Dress respectably. No one needs to know about your body. Stay away from skintight clothes and super-abbreviated tops and shorts. Etiquetteer will not soon forget the somewhat zaftig woman in the translucent baby-blue track suit; nothing was left to the imagination. And some of you may remember the “leggings on a plane” scandal of 2017. And please, wear socks or stockings so that you don’t have to walk barefoot through security! Etiquetteer feels rather ambivalent about this recommendation to wear athletic clothes for travel, but Perfectly Proper Hygiene does need to be maintained; your fellow travelers will be grateful.
Be on time, and on time is early. There would be less hysteria at airports if more people allowed themselves sufficient time to get to the airport and get through security. Far better to linger in an airport bar or food court for an additional 20 minutes or so than to have to bolt in panic through security and rush through the terminal.
Stow your bag properly. Wheels first, wheels in!
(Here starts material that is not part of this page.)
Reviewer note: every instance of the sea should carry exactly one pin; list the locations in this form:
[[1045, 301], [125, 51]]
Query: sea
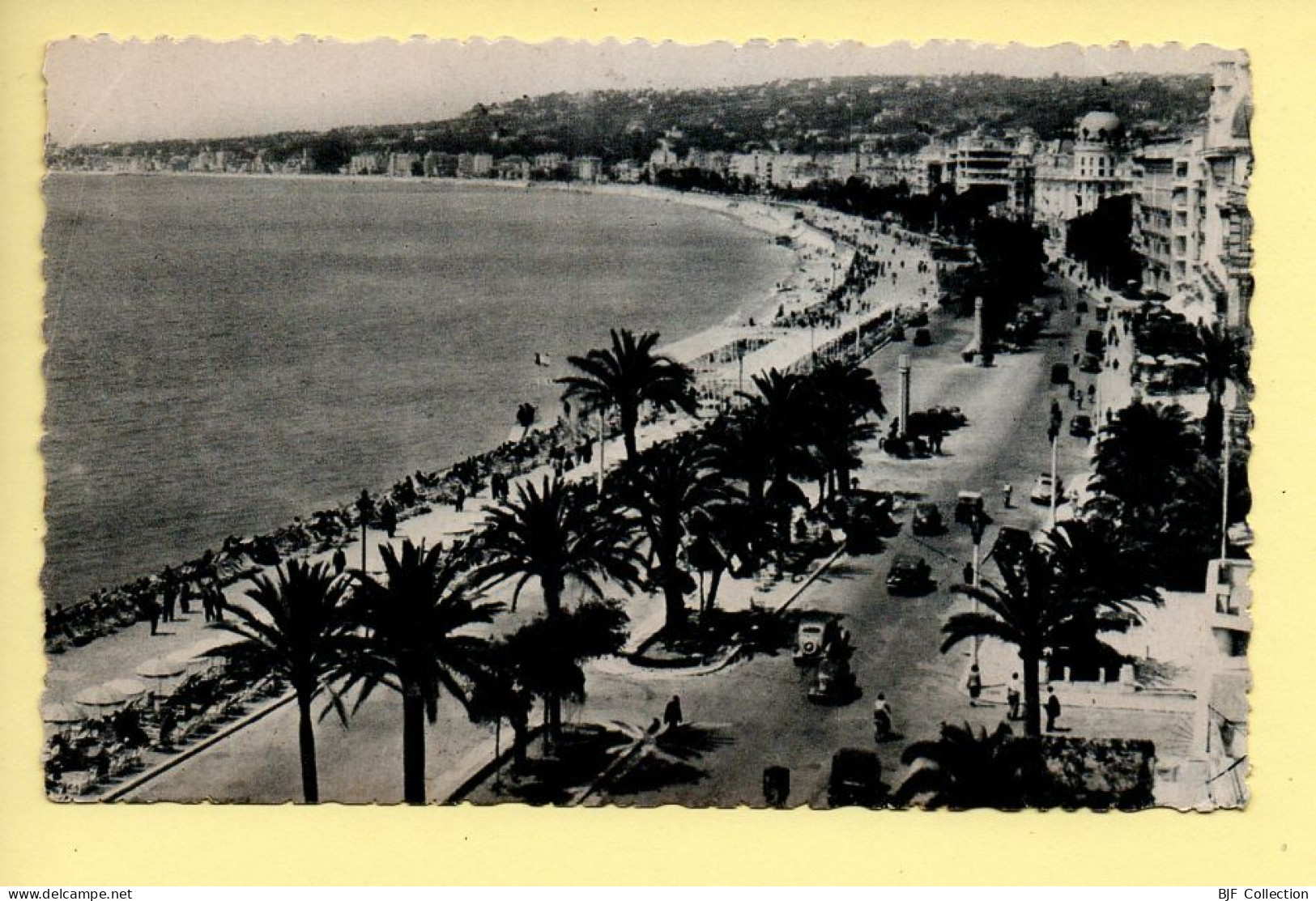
[[228, 353]]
And if you can, check it instead. Decide if the cost of checking your bag and risk of the airline losing it are greater than the inconvenience of dragging it after you for eternity.
Feet on or near the floor please! Passenger Shaming is full of horrifying photos of passenger misbehavior, especially bare feet climbing to the tops of seats and bulkheads, and protruding into the space of passengers into the row ahead - and many other misdemeanors. Faugh! This sort of thing reminds Etiquetteer of why the Duke of Wellington was so opposed to railroads: “[They] will only encourage the common people to move about needlessly.”
Be courteous to the flight attendants. Just because you’re a) having a bad day, b) convinced that because you paid full price you should have servants, or c) annoyed with the airline, doesn’t mean it’s OK to unload on the flight attendants. Remember, they’re trained to save your life! Always show sympathy, especially if you’ve just seen them handle a difficult problem. It makes a difference for everyone.
And with that, allow Etiquetteer to wish you safe, and Perfectly Proper, travels!